現在、スマホで使える中赤外センサ、近赤外の小型ハイパースペクトルカメラは製品化されている。一方、中赤外の分析装置では、FTIR(フーリエ分光法)に用いられるマイケルソン干渉計が振動に弱いため、除振機構が必須となり、機器が大型・高額化している。

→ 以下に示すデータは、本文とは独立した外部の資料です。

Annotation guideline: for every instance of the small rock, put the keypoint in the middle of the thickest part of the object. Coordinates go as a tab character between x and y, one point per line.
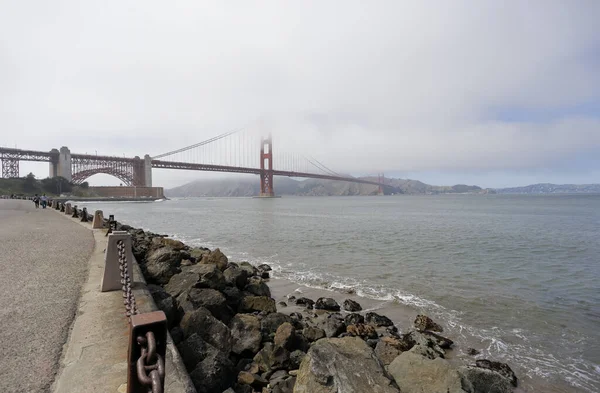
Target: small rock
256	381
501	368
303	301
377	320
351	305
473	352
354	319
257	303
423	322
362	330
313	333
326	303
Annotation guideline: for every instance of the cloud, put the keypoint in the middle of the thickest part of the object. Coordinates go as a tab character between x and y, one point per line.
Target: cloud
365	87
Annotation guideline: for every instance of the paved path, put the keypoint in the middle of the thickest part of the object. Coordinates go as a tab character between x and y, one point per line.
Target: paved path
43	265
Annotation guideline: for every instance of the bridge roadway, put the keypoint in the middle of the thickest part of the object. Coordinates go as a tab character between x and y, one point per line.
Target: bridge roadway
43	265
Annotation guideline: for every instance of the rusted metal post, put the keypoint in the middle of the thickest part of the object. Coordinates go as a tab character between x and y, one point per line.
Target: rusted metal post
146	354
98	221
111	279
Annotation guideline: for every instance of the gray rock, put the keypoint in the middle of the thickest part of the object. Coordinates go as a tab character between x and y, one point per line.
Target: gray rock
213	301
249	268
326	303
257	287
313	333
423	322
501	368
333	325
162	264
306	302
484	380
346	365
270	324
236	277
351	305
284	386
257	303
209	276
210	329
245	330
216	258
386	352
378	320
415	374
354	319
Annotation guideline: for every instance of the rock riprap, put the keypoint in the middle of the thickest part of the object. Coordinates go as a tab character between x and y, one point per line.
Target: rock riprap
231	338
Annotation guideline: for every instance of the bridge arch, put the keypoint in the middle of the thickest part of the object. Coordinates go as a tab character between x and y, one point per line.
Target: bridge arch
125	176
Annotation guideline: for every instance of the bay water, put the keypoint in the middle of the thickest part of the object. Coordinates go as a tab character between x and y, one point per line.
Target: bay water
516	277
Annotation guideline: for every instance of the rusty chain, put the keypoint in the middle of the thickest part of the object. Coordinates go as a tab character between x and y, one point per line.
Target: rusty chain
152	362
149	360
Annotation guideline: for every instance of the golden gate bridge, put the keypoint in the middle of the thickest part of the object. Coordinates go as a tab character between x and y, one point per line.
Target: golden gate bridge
233	152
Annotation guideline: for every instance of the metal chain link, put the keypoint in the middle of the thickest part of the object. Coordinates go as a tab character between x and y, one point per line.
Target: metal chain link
129	297
151	362
150	365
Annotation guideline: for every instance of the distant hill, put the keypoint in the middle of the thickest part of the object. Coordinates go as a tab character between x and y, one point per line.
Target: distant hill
547	188
246	187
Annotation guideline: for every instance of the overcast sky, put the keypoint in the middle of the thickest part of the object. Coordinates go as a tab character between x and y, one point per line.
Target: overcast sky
494	93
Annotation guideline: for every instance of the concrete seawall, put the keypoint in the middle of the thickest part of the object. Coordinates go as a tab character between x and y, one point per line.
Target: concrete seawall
95	355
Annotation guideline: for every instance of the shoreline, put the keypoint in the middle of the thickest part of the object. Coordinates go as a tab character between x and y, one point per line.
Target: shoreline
279	290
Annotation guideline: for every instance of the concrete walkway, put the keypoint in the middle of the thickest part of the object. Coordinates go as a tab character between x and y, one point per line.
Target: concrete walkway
43	265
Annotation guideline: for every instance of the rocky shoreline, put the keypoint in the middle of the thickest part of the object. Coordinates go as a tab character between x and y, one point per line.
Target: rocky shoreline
232	339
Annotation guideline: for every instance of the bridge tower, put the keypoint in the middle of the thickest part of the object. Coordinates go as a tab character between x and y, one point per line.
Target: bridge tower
381	181
266	167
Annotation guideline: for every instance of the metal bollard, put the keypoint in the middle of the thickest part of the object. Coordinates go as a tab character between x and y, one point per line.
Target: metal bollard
146	354
98	221
84	216
112	224
111	279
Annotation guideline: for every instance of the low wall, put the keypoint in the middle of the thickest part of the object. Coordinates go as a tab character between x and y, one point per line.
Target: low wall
129	192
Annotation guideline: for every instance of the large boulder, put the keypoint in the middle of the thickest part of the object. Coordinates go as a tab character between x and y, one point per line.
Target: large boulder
423	322
484	380
210	329
326	303
257	303
213	301
351	305
236	277
257	287
501	368
209	276
162	264
270	324
346	365
415	374
216	258
245	330
386	351
211	369
333	325
377	320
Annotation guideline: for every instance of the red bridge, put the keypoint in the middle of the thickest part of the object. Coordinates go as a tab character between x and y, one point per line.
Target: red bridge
230	152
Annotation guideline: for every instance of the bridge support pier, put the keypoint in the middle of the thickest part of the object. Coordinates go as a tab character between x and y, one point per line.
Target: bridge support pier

そこで、石丸氏らが2000年代初めから開発してきた「結像型2次元フーリエ分光法」を利用し、アオイ電子株式会社(本社:高松市)と協力し、除振機構不要でコンパクトな中赤外の分光分析ができるハイパースペクトルカメラを開発した。手のひらサイズの2次元計測型と、スマホへ搭載可能なワンショット型の2タイプがある。これにより、例えば尿中成分を計測するスマートトイレや非侵襲の血糖測定計など、日常生活内で中赤外分光を活用できる医療機器としての応用を目指している。

さらに、水分の多い試料では薄膜化が必要という中赤外分光の弱点を解決するために考案したのが、超音波定在波による可変光路長の薄膜試料作製法である。超音波の疎密波を使って屈折率の分布を意図的に作り光を反射されるもので、薄膜試料化を簡便にし、小型の分光装置と組み合わせれば、日常生活での応用も容易になる。まずは体外の全血での血糖値測定を行うべく、透析装置と組み合わせる簡便な血糖値測定装置の開発を目指している。

上記の中赤外に加え、石丸氏が連携するアオイ電子では可視光、近赤外の小型ハイパースペクトルカメラを開発。医療の他にも環境や食品、塗装品など幅広い応用が期待されると締めくくった。